Por J. Pedro Corrêa.

O autor analisa e comenta a adoção do conceito de “sinistro de trânsito” pela sociedade

 

Desde o começo de 2021 está em vigor uma norma técnica que substituiu a denominação “acidente de trânsito” por “sinistro de trânsito”, aprovada pela Comissão de Estudo de Pesquisa de Transportes e Tráfego(CB-016), do Comitê Brasileiro de Transportes e Tráfego da ABNT, Associação Brasileira de Normas Técnicas. Esta alteração era demanda antiga da comunidade da segurança no trânsito que gostaria que os brasileiros compreendessem que o que acontece no nosso trânsito não são “acidentes” mas eventos previsíveis e, por isso, evitáveis. O assunto ficou “perdido” na agenda por longo tempo sem que ninguém tomasse a iniciativa de colocá-lo em discussão.

Em meados de 2020, o Comitê da ABNT deu vida ao tema realizando a 1ª consulta nacional sobre a alteração do nome; a 2ª e última consulta nacional foi divulgada no final do ano e aprovada pouco antes do natal de 2020. A NBR 10697:2020 cancela e substitui a de 2018, justamente a que tratava do acidente de trânsito. Após estudos e pesquisas, o Comitê aprova a nova denominação sinistro de trânsito.

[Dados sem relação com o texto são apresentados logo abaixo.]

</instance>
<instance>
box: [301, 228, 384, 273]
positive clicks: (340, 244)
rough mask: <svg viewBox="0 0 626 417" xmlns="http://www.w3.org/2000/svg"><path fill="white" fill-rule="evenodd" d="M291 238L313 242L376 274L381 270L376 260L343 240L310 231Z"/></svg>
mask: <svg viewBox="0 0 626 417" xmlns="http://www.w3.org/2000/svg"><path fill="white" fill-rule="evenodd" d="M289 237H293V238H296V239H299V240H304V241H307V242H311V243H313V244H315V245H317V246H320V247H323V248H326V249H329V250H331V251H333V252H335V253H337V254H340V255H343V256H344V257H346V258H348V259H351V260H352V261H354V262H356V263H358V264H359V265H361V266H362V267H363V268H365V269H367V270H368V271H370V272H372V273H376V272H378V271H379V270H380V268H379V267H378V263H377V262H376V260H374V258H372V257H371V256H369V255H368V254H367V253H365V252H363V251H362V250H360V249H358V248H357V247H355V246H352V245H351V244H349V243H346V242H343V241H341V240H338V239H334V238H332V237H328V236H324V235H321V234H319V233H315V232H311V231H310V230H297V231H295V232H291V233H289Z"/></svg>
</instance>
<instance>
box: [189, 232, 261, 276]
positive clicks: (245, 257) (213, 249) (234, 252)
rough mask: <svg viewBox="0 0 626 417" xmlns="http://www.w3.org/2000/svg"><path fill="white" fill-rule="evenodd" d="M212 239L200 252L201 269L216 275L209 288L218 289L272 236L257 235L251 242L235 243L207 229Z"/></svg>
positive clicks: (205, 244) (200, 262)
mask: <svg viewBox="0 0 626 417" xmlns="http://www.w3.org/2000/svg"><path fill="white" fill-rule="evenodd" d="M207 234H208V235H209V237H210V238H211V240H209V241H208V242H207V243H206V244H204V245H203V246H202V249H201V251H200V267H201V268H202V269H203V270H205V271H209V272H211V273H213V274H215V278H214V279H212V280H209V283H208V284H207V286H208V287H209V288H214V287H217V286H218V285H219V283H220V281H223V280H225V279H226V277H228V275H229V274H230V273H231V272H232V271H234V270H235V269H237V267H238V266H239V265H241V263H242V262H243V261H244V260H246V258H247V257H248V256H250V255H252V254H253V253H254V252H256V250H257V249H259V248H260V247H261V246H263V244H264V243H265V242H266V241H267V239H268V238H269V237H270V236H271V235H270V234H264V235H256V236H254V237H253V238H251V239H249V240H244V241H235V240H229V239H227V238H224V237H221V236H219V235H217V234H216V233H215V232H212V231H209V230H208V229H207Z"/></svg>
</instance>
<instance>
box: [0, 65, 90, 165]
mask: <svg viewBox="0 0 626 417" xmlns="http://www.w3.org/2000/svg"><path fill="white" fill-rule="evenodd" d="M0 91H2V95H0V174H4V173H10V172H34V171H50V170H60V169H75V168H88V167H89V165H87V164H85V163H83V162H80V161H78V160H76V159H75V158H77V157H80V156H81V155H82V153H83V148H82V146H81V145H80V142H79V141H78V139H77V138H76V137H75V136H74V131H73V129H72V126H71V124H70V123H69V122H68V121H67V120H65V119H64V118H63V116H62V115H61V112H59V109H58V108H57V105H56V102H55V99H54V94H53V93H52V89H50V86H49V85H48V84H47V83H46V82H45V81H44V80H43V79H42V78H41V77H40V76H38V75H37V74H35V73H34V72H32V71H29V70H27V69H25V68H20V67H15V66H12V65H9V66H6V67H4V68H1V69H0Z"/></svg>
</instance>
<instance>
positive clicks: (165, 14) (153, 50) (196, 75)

Mais de um ano depois da mudança, decidi checar como está o uso da expressão sinistro de trânsito pelo país afora. Não me interessava saber se o termo era correto ou não; queria saber se o termo havia “colado”. Do meu arquivo de endereços de mais de 1000 nomes ligados ao trânsito, de todos os estados, selecionei 10% buscando gente de atividades variadas, títulos diversos, experiências diferenciadas, etc. Perguntei a estes companheiros de trânsito que avaliação faziam da mudança do acidente pelo sinistro.

A resposta, clara, NÃO PEGOU não me surpreendeu. Contudo, fiquei surpreso ao saber que teve gente que disse desconhecer a mudança; outros, ignorando a função da ABNT, criticaram a instituição pela forma como agiu. Parte dos respondentes enviou longas respostas sobre a oportunidade da medida, outros elaboraram sobre o significado da mudança e muitos opinaram de que “vai demorar um longo tempo até termos implantada uma mudança desta ordem”. Valeram como temas para reflexões.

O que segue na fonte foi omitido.